General information
- Type: Medium transport
- National origin: Germany
- Manufacturer: Hamburger Flugzeugbau
- Status: Design project

= Hamburger Flugzeugbau HFB 314 =

The Hamburger Flugzeugbau HFB 314 was a postwar design project for a twin-turbojet medium-range transport. It was cancelled when the German government decided to fund only international collaborations.

==History==

In 1958 HFB proposed to the German Government two new transports, the HFB 209 turboprop and the HFB 314 short-range jet transport. The 314 would be a direct competitor to the French Sud Aviation Caravelle, then already under development. Although the German government was initially willing to negotiate over financing the projects, in the end they decided that the German aircraft industry should not develop its own designs but should instead collaborate with other countries. Finance was never made available and HFB could not progress without it. With the competing Boeing 727 and de Havilland DH.121 Trident both also advancing steadily, HFB abandoned the project in 1960.

==Design==

The HFB 314 was a conventional swept-wing monoplane intended as a 70-78 seat short-to-medium range jet airliner.

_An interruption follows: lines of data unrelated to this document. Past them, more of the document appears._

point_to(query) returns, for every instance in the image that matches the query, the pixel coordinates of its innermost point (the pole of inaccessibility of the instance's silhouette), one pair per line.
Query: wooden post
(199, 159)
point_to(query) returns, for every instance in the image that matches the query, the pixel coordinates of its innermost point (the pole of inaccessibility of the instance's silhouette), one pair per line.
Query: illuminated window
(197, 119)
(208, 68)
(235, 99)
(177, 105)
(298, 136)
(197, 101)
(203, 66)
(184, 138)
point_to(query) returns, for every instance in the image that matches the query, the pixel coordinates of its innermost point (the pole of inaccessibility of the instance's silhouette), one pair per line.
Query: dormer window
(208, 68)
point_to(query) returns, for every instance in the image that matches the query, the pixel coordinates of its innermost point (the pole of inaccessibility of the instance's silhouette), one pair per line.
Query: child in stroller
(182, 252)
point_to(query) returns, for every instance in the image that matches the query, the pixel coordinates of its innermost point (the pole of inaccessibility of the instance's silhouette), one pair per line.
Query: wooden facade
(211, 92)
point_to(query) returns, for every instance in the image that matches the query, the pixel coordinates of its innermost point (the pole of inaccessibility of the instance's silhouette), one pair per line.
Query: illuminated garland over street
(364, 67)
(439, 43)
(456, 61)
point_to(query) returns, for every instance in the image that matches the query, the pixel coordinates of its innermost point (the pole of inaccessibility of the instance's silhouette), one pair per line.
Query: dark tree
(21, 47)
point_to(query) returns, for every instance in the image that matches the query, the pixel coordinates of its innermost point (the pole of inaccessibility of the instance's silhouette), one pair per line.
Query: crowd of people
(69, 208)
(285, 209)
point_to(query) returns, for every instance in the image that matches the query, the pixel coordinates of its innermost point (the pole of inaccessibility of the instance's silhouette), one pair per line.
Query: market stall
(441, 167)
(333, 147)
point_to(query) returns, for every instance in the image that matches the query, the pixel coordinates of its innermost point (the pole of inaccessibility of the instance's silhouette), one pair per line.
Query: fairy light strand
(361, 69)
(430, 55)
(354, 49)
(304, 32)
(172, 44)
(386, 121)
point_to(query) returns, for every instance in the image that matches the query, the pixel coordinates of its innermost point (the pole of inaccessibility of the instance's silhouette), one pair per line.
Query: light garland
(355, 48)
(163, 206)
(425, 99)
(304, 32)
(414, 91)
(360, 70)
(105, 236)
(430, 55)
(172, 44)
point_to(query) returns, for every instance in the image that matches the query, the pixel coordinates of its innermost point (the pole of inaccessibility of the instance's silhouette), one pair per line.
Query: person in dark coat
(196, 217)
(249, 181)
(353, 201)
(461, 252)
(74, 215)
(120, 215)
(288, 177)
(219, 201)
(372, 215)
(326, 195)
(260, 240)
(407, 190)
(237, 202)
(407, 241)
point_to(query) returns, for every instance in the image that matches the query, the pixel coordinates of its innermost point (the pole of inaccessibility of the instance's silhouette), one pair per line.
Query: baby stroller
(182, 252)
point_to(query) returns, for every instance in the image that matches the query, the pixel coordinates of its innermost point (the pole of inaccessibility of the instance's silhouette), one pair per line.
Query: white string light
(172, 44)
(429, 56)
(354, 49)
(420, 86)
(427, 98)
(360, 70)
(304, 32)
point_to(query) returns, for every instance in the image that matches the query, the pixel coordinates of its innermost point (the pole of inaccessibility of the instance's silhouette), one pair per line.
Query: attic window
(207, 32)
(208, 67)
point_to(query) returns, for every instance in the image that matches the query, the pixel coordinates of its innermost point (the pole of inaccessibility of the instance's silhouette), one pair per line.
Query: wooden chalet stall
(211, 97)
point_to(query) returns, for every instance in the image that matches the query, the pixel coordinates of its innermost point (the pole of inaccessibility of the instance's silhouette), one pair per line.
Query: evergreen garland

The upper fuselage accommodated the crew cockpit and passenger cabin, while the lower half correspondingly housed the nosewheel and cargo bays. The tail was of T type, with the tailplanes attached on either side of an anti-shock fairing on top of the fin. The fairing delayed the onset of shockwaves and accompanying drag increase at high cruising speeds.

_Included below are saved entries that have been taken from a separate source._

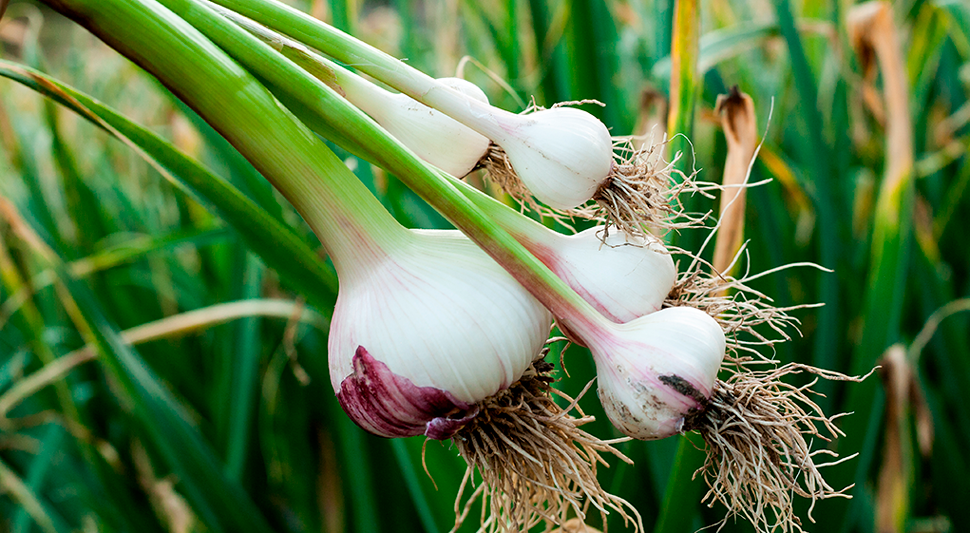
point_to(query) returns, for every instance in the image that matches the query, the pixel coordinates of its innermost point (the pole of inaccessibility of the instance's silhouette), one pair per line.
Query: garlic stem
(563, 155)
(371, 140)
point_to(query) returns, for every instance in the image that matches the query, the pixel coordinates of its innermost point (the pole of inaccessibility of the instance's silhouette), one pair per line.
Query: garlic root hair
(534, 462)
(755, 429)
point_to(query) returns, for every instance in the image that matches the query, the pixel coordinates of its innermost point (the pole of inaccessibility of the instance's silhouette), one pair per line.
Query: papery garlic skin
(449, 326)
(563, 154)
(623, 277)
(655, 372)
(431, 135)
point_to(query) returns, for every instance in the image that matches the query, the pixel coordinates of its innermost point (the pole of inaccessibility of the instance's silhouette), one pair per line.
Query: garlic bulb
(657, 371)
(623, 277)
(562, 155)
(431, 135)
(422, 336)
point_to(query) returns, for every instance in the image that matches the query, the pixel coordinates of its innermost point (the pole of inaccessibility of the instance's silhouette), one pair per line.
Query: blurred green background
(92, 238)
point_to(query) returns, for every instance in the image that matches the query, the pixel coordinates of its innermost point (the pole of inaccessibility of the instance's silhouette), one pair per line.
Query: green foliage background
(94, 241)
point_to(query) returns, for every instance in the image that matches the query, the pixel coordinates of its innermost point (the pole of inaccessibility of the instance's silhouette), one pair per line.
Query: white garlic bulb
(657, 371)
(431, 135)
(423, 335)
(563, 154)
(623, 277)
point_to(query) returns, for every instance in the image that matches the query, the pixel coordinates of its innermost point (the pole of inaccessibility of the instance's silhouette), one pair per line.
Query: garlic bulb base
(658, 371)
(561, 154)
(386, 404)
(641, 192)
(521, 434)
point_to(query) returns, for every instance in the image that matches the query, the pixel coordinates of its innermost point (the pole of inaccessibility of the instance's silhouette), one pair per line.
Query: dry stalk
(534, 462)
(758, 432)
(741, 132)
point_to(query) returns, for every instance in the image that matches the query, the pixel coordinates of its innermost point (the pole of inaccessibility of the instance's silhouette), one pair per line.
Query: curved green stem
(351, 123)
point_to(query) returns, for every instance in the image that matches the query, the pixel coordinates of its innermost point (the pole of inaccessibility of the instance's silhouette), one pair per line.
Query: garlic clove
(448, 324)
(390, 405)
(430, 134)
(562, 154)
(622, 276)
(658, 371)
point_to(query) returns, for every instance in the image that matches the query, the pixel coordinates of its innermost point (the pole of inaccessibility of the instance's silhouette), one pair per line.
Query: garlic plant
(474, 363)
(472, 372)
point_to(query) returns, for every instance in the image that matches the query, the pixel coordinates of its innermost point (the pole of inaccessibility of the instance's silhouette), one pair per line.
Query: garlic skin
(562, 154)
(431, 135)
(655, 372)
(623, 277)
(428, 332)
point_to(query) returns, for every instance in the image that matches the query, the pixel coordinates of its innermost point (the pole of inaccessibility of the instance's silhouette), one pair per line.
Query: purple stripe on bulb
(389, 405)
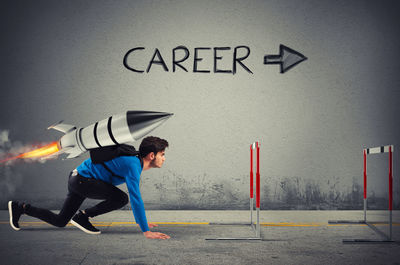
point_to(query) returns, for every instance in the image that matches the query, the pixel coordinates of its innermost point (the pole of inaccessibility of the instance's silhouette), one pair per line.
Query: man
(98, 181)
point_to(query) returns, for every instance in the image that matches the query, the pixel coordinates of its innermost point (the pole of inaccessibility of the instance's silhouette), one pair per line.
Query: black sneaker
(81, 221)
(15, 210)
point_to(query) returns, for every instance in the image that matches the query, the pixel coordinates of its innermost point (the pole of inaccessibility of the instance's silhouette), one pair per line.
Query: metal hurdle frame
(385, 238)
(255, 227)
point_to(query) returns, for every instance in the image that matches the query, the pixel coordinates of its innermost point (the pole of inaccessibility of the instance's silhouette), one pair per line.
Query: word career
(184, 60)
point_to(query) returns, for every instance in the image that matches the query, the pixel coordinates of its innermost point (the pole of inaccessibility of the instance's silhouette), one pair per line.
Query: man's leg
(71, 205)
(113, 197)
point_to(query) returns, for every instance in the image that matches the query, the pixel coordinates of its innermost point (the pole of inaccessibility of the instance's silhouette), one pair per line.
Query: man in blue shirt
(99, 181)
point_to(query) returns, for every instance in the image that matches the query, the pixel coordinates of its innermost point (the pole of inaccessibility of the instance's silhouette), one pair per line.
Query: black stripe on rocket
(110, 131)
(80, 138)
(95, 134)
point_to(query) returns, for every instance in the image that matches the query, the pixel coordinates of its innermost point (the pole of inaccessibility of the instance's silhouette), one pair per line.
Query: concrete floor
(289, 237)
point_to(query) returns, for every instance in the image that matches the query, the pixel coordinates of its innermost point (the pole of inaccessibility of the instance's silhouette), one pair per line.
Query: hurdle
(385, 238)
(255, 227)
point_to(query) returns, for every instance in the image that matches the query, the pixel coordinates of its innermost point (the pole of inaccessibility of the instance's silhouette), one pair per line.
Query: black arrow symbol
(287, 58)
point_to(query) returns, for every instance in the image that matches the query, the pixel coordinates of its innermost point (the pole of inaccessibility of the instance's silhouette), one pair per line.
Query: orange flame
(37, 153)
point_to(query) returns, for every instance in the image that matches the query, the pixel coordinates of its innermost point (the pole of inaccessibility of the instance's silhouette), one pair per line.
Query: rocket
(123, 128)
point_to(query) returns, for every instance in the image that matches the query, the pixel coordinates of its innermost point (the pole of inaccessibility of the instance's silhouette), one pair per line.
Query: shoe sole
(10, 212)
(84, 229)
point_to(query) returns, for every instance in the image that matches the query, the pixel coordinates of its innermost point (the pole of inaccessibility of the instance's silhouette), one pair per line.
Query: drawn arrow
(287, 58)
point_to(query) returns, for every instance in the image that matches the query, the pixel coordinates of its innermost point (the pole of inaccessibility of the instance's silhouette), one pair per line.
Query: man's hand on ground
(151, 225)
(155, 235)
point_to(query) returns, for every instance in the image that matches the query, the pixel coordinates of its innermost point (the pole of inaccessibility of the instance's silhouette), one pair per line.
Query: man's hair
(152, 144)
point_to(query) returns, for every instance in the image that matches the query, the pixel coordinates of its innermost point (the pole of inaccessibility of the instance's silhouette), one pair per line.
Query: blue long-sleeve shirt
(129, 168)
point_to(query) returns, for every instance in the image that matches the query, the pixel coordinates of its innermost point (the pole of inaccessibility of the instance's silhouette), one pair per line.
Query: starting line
(280, 224)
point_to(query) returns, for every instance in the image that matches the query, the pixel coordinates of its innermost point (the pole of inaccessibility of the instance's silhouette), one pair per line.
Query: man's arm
(132, 182)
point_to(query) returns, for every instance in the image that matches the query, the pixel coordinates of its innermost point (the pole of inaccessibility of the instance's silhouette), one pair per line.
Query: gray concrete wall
(64, 60)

The relatively sharply swept wing was mounted low on the fuselage, with the carry-through structure passing between the cargo holds. The inner wing sections were more sharply swept and tapered, and housed the main undercarriage mechanism which retracted inwards so that the wheels lay in the fuselage.

Two Rolls-Royce RB 141/11 turbojets were fitted in blisters protruding from either side of the rear fuselage, with alternatives offered including the General Electric CJ-805-23 or Pratt & Whitney JT3D-3.